I cannot count the number of glances I take at our father’s empty chair. Hundreds maybe. Despite my efforts at being subtle, Vance says, “Maybe we can start eating in the dining room.”
I shrug and blink rapidly. The tears can’t come yet.
He says, “You know how Dad loved Cliff’s ‘Many Rivers to Cross’?”
My hand trembles as I take a bite of eggs, and I nod.
“What if we play it on my phone and put it up to Dad’s ear? Before Joey and Bill get there. Do you think he could really hear it?”
Who is this person sitting across from me? Will he retreat into his old personality soon? How long will Vance, the actual brother, be present and accounted for?

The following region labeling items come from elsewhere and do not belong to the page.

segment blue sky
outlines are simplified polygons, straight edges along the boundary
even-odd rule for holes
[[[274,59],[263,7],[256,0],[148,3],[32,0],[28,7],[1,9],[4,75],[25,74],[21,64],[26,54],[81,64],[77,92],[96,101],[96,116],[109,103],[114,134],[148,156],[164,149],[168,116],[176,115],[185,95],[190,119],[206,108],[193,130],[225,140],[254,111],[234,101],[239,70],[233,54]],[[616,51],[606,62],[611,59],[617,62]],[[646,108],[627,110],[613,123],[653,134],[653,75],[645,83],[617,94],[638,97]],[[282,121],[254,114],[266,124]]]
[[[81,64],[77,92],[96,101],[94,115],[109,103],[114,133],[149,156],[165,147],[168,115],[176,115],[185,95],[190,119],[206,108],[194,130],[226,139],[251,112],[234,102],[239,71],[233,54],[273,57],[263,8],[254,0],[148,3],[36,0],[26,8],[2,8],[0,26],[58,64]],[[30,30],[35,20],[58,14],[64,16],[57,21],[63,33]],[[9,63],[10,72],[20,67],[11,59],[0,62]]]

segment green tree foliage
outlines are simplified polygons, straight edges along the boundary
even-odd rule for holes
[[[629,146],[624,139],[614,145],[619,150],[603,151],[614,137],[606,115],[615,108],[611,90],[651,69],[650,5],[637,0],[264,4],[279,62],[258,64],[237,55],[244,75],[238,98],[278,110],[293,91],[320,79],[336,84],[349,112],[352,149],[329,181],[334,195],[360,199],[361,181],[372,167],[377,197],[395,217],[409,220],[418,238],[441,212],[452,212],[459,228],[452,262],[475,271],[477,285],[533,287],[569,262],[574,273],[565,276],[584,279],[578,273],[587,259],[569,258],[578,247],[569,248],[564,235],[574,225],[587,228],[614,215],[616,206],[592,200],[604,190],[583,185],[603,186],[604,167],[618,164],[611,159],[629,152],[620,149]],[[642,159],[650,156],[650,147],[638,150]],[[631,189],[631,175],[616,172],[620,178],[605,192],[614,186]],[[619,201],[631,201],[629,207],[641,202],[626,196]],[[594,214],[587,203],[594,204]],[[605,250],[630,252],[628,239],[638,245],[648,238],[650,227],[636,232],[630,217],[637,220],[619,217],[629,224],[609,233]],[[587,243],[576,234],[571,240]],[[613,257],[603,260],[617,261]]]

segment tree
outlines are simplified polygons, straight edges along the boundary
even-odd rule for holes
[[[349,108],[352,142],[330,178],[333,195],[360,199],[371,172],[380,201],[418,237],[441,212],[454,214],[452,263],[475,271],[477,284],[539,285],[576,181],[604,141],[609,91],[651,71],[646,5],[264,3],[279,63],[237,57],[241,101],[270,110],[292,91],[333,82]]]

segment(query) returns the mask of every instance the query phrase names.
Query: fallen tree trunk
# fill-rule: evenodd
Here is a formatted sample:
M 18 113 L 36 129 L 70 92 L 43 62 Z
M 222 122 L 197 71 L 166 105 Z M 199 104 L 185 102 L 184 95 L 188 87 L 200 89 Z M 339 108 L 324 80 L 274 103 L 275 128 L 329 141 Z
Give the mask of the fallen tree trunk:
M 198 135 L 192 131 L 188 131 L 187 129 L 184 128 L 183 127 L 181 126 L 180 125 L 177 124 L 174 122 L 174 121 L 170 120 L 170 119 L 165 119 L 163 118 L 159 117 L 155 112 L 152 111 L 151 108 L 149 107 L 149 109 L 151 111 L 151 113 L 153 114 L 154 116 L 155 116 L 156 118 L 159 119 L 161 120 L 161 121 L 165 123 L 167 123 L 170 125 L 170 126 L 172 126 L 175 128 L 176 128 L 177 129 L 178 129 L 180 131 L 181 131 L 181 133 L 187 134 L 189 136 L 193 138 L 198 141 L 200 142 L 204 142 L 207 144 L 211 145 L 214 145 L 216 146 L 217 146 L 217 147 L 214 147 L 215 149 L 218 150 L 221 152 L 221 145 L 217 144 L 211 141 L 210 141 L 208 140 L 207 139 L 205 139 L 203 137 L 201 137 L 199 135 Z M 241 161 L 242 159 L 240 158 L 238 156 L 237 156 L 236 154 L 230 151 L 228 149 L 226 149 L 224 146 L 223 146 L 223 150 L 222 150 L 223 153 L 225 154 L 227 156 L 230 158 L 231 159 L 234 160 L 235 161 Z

Vance answers his own question. “Probably not, right? I guess it would be more for us than him, wouldn’t it? It’s stupid.” He stands and clears his plate from the table.
“It’s not stupid.”
He turns around. He’s biting his cheek.
I point to Dad’s empty chair. “How do we know where his soul is? What if he’s here?” My voice rises. “What if he’s sitting there, listening to us, screaming that he wants you to play the song? How do we know anything anymore, Vance? I don’t know shit! I just don’t know shit!” I pound the table with my fist. My fork jumps from my plate and rattles around.
Vance wipes a tear away. “I don’t know shit either.”
We silently clear the table and pack the dishwasher. I walk into the living room and plop down onto the sofa. Vance follows—again, this is new because he usually would be anywhere I wasn’t.
“That picture…” he says, his voice drifting off.
What picture? Is he talking about one of my drawings?
He walks to the corner table, grabs the framed family photo from the zoo, and holds it up. “Let’s bring this with us to Dad’s thing. Mom loved this picture.”
“Do you think they stopped loving each other?”
Without hesitation Vance says, “No.”
I don’t know where his certainty is coming from, and I’m not sure he’s right, but it feels so good to hear it.